Suggestions included moving the access steps, dividing the learners’ pool in two and researching a moveable floor, similar to that installed in Timaru’s CBay complex.
There were calls for a spa pool to be included.
Retired physical education teacher Jim Cowie led the charge for a 25m pool, of at least eight lanes, supported by most other swimmers.
‘‘I believe if we go to 50m, we will lose out. People will not be prepared to support it,’’ Cowie said.
However, Wanaka Swimming Club member Alan Humphreys advocated a 50m pool, to provide more space for training, competition and other users.
‘‘The club is maxed out now at 90 members and we can only use four lanes [of the present six-lane pool],’’ he said.
Humphreys was supported by GP Andrew McLeod, who suggested fundraising should not be limited to a 25m pool as there might be people prepared to contribute to a longer pool.
Council recreation programmes team leader Jendi Paterson said a 50m pool could add another $4 to $5 million to the capital budget.

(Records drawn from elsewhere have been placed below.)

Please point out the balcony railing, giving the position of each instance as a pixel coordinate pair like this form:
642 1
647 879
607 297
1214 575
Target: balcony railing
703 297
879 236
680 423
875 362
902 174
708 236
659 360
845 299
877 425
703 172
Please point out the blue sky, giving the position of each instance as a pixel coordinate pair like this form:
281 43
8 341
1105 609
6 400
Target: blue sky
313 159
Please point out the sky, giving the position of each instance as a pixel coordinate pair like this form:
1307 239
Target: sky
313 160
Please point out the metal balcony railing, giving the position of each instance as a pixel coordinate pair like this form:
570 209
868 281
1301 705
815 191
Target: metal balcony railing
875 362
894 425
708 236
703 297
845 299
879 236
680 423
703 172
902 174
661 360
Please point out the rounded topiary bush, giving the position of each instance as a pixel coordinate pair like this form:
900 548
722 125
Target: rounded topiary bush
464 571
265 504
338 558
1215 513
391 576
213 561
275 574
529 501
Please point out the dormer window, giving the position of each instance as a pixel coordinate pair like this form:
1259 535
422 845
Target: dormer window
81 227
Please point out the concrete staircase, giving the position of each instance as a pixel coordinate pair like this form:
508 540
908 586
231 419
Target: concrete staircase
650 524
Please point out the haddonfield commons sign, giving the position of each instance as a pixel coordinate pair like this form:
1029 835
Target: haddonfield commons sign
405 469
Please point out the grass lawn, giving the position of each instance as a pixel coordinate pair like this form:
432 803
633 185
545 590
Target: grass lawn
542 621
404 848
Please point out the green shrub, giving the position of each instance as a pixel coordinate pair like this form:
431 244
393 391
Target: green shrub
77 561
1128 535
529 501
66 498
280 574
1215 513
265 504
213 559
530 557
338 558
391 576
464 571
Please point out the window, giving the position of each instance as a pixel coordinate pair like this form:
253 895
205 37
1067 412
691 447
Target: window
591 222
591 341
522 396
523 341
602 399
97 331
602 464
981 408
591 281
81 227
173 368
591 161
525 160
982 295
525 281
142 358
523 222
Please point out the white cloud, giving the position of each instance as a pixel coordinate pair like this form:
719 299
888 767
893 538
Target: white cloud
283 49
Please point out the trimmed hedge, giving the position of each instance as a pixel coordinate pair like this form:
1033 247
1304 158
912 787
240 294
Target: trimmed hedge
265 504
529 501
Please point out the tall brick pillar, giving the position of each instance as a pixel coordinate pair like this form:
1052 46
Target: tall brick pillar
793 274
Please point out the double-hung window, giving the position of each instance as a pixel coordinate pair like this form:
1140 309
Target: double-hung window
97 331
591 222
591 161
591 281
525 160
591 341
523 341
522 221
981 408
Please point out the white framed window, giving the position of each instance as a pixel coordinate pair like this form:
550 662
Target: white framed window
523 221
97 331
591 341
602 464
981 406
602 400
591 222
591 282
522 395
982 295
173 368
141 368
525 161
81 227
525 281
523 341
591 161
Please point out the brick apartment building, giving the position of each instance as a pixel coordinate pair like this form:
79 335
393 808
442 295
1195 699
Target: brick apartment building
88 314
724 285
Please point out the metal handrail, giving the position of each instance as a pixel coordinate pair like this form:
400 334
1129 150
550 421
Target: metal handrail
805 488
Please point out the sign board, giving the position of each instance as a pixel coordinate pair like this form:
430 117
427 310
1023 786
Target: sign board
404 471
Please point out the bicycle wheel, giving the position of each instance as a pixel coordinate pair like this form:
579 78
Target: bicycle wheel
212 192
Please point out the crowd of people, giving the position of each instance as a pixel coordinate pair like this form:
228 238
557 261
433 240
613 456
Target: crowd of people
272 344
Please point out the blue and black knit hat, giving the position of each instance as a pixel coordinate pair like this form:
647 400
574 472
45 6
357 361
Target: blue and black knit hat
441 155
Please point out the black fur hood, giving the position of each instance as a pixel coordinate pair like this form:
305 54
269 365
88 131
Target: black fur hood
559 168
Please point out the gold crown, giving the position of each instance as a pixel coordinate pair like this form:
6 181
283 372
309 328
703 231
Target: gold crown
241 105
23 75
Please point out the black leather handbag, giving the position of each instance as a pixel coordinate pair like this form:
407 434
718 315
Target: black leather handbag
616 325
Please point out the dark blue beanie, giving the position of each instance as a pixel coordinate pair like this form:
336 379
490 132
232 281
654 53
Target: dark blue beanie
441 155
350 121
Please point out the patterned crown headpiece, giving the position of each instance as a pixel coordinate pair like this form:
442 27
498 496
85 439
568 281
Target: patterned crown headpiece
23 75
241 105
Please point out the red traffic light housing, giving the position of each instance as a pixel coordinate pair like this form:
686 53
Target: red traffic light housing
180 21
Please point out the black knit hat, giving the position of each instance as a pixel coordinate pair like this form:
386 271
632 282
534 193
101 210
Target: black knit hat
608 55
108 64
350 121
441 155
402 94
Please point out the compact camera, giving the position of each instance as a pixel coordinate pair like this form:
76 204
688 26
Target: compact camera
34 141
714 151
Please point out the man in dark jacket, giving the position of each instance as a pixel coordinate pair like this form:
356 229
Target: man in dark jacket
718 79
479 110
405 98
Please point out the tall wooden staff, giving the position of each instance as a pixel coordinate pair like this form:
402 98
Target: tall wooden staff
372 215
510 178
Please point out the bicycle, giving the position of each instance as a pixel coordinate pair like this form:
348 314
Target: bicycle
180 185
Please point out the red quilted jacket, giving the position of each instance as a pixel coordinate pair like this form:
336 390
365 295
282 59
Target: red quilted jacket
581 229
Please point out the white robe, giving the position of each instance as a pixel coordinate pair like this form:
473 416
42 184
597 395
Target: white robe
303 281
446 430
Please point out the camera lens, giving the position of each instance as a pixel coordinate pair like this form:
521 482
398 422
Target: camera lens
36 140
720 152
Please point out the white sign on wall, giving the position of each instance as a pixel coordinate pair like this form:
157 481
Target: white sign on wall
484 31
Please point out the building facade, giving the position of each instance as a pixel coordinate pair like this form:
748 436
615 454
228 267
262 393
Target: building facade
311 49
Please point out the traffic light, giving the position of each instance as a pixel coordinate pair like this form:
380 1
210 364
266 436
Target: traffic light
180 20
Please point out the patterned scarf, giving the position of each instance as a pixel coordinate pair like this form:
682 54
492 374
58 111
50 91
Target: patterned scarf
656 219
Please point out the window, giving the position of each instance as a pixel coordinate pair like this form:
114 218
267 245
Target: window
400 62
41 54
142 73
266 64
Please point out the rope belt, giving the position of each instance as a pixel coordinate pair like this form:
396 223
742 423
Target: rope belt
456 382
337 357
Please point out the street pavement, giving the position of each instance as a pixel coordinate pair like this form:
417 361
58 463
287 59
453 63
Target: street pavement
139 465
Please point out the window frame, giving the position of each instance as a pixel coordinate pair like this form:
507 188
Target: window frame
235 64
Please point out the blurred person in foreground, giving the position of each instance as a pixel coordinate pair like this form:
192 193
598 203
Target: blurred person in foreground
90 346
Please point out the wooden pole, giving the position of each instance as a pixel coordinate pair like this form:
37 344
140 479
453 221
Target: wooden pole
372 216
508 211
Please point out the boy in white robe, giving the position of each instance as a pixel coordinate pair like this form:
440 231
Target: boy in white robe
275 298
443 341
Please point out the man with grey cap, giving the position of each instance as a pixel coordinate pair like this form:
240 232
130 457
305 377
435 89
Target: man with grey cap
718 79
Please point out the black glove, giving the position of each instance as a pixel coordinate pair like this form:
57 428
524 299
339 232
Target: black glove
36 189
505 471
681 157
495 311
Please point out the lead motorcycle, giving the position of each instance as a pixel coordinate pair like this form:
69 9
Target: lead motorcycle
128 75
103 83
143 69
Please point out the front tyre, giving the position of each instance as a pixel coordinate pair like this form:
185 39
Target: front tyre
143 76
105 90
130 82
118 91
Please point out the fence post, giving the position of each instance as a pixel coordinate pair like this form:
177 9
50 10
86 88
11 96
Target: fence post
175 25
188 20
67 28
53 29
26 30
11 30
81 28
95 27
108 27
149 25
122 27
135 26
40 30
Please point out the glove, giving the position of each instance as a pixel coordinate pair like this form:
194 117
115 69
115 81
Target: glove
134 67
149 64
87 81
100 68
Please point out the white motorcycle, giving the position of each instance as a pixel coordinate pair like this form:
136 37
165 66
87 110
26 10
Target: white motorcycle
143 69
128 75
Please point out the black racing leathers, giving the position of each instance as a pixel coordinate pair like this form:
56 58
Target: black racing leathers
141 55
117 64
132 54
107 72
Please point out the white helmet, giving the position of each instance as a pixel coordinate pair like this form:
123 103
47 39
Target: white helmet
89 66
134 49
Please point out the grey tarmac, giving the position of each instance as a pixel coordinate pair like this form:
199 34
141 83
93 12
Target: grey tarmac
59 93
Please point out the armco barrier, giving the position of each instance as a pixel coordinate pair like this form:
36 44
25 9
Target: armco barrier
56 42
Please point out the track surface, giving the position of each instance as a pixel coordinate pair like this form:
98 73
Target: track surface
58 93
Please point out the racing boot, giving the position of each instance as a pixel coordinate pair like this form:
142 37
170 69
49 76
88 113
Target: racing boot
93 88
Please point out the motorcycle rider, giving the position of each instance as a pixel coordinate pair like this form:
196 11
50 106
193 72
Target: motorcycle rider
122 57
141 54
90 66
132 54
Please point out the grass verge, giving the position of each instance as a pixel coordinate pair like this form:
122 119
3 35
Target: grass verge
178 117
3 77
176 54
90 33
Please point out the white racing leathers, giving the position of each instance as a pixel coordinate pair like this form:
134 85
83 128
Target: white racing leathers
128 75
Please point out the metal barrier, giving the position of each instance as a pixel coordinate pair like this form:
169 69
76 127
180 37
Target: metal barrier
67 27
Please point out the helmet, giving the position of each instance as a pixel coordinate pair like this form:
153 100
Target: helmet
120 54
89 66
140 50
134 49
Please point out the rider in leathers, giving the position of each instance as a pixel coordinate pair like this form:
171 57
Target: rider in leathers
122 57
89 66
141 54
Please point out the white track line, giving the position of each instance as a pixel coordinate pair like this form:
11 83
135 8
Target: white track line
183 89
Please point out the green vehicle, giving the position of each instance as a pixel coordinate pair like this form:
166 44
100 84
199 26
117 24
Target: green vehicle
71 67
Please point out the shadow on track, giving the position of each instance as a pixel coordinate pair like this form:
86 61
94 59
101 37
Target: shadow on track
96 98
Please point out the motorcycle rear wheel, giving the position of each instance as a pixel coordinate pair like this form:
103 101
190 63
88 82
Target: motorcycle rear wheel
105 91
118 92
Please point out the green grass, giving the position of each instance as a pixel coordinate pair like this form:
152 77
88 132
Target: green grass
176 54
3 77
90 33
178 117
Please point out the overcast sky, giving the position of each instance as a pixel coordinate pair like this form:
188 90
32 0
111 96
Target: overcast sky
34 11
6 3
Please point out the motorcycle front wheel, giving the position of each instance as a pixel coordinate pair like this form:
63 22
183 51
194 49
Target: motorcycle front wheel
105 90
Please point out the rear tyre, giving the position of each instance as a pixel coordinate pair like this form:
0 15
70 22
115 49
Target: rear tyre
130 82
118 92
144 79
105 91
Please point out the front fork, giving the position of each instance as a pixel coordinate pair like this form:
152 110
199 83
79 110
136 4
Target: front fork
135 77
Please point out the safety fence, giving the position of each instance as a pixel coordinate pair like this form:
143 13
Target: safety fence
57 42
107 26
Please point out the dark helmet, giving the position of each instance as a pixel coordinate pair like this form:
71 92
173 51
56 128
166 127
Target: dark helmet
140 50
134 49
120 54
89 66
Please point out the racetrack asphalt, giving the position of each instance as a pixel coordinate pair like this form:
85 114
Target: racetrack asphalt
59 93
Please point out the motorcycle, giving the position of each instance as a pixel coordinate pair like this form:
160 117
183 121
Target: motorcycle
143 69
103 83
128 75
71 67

Project manager Ant Beale said he had not had a chance to assess ongoing operating costs associated with a 50m pool.
Architect Daryl McGuire said a 50m pool was ‘‘nice to have but it would be very rare for a community of this scale’’.
Councillor Calum MacLeod said he understood a race win could come down to one tumble turn, so competitive swimmers would be able to practice more of them in a 25m pool.
Resident John Barton said the low meeting attendance suggested Wanaka residents did not appear terribly interested.
‘‘My interest is finance and I can’t see how you are going to finance it,’’ Barton said.
Councillor Lyal Cocks said four Wanaka businessmen were willing to be on a fundraising committee.
Swimmers train in the six lane Wanaka Pool. Planning is underway to replace it with a larger facility.